On pourrait croire que c’est normal de marquer fréquemment 9 paniers à trois-points ou plus lors d’un match NBA, le plus souvent en sortie de dribble ou avec deux défenseurs sur le dos. On pourrait même croire que c’est normal qu’un attaquant soit tellement dangereux que ses adversaires n’osent pas le lâcher d’une semelle, même quand il est à 13 mètres du cercle, ou défendent constamment à deux ou trois sur lui, quitte à laisser tous ses coéquipiers démarqués. On pourrait croire que c’est normal parce que Curry a banalisé tout ça. Il a banalisé l’incroyable. Mais ce n’est pas normal. "Il n’y a jamais eu un joueur comme ça en NBA", assure Steve Kerr, un coach pas surpris mais toujours impressionné par les accomplissements de son joueur.
Même les plus grandes légendes de la ligue, parfois très promptes à critiquer le bonhomme, ne cachent pas leur respect. "Ce qu’il fait, personne ne l’a jamais fait. Il est tellement unique", reconnaît par exemple Isiah Thomas. Les anciens adversaires, comme Dwyane Wade, deviennent des fans de "l’un des plus grands joueurs de tous les temps." Il n’a peut-être même jamais été aussi fort. Moins adroit et moins étincelant qu’en 2016 mais plus complet, plus expérimenté et plus solide.

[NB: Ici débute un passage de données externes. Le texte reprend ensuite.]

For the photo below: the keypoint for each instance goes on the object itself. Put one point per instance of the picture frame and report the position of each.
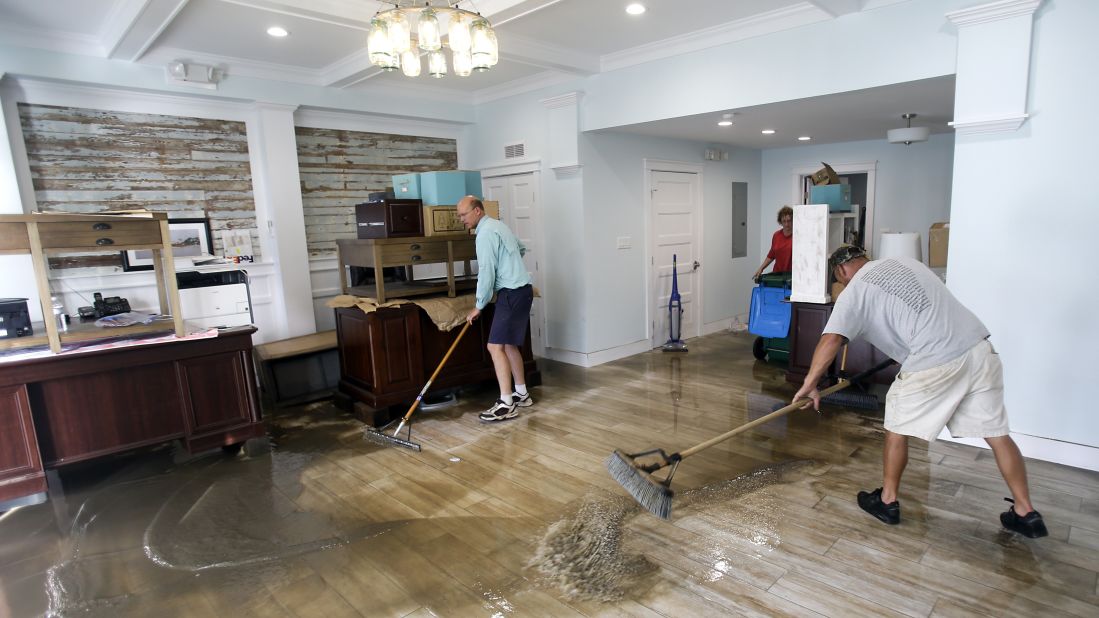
(190, 238)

Et huit ans après son dernier trophée individuel, il fait pour l’instant figure de favori pour aller chercher son troisième MVP. Pourquoi pas même un quatrième titre de champion avec un premier MVP des finales. Ça devrait suffire à faire taire la petite poignée de ses détracteurs, de plus en plus rares. Pour devenir l’une des superstars les plus adulées de tous les temps. Peut-être que tout le monde n’aime pas Stephen Curry. Mais tout le monde devrait le faire.